Compliance & regulatory considerations
EdTech regulation is unusually dense because the audience often includes minors and the data often crosses borders. We design to the strictest applicable regime per learner cohort rather than to the lowest common denominator.
COPPA (US under-13)
FERPA (US institutions)
GDPR-K (EU under-16)
UK Age Appropriate Design Code
UK GDPR + DPA 2018
CCPA / CPRA
WCAG 2.2 AA
SOC 2 Type 1 (in progress)
Children's data is the load bearing constraint. COPPA in the US requires verifiable parental consent before any personal information is collected from a child under 13, prohibits behavioural advertising, and forces a clear deletion path that flows through every sub-processor.

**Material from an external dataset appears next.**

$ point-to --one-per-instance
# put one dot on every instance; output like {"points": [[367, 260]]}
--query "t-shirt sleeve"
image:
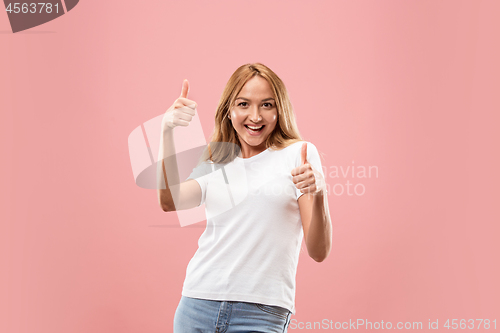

GDPR-K in the EU sets the digital consent age between 13 and 16 depending on member state, with parental consent required below that age. The UK Age Appropriate Design Code (Children's Code) layers fifteen additional standards including high default privacy, no nudge patterns, age estimation where appropriate, and minimised data sharing. We treat child accounts as a different schema from adult accounts so the wrong control can never apply to the wrong record, and we maintain a per-jurisdiction matrix of defaults so a US, UK, and EU rollout does not require three different code paths.
FERPA matters the moment you sell into US K-12 districts or universities. We build to the FERPA Direct Service Agreement model: the institution remains the data controller, we are the processor under instruction, the school official exception is documented, and parental access to records is delivered through a dedicated portal rather than through customer support. Auditable access logs survive a Department of Education enquiry.
Accessibility is procurement-blocking, not optional. Universities, councils, and most regulated employers will not buy a platform that fails WCAG 2.2 AA. We design to AA from day one and verify with both automated tooling (axe-core, Lighthouse, Pa11y) and manual screen reader testing on NVDA and VoiceOver. Captioning, keyboard navigation, focus management on modal dialogs, sufficient colour contrast, and reduced motion preferences are part of the component library, not a remediation phase.